The percentage of NTM lung infection increases with age but varies significantly between countries (6). The prevalence and the mortality rate due to NTM disease have been progressively rising worldwide (2). A study conducted between 2004 and 2006 in the USA suggested that the mean annual site-specific prevalence rates ranged from 1.4 to 6.6 per 100,000 individuals (7). Another population-based study conducted in five states of the USA revealed that the estimated NTM disease prevalence increased from 9.2 to 15.2 per 100,000 persons between the years 2008 and 2013 (8). A study from the UK reported an increase in the incidence of pulmonary NTM-positive cultures from 4.0 to 6.1 per 100,000 people from 2007 to 2012 (9). Another study revealed that the annual prevalence of NTM in a population with > 65-years-old significantly increased from 20 to 47 cases/100,000 persons from 1997 to 2007. Of these, 90% of the individuals were Caucasians, and the remaining persons were Blacks and Asians/Pacific Islanders (6). In China, the isolation rate of NTM increased from 3% in 2008 to 8.5% in 2012 (10). Non-tuberculous mycobacteria usually cause chronic lung infection and are recognized as one of the major emerging pathogens. They are often misdiagnosed as multidrug-resistant tuberculosis (MDR TB) due to the difficulty in distinguishing the clinical symptoms between TB and NTM disease (11).

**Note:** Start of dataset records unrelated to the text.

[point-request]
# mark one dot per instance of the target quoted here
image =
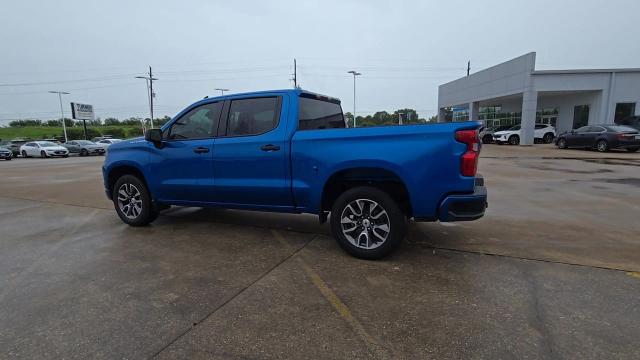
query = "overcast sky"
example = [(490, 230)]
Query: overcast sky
[(404, 49)]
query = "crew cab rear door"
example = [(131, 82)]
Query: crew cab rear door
[(250, 162)]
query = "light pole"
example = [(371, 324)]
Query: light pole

Non-tuberculous mycobacteria are also resistant to many of the first- and second-line drugs used to treat tuberculosis; hence, an accurate diagnosis and drug-susceptibility testing are crucial for effective clinical management of NTM infections (12). A study from China reported high drug resistance by NTM to first-line anti-TB drugs, of which 30.7% of the isolates were suspected to be of MDR-TB cases and 4.0% of TB re-treatment cases. The results indicate that pulmonary infections caused by NTM may lead to substantial difficulties in the treatment of NTM and MDR-TB diseases in China (13). The microscopic observation drug susceptibility (MODS) assay is an economical, highly sensitive, and rapid method for the detection of M. tuberculosis (14). The World Health Organization (WHO) has recommended MODS as an affordable and highly effective alternative to existing gold standard liquid mycobacterial culture methods for testing sputum samples of TB suspected individuals (15). Although MODS has several advantages, due to concerns about the biosafety and efficiency of large sample handling, the use of MODS is very limited in resource-limited settings (16).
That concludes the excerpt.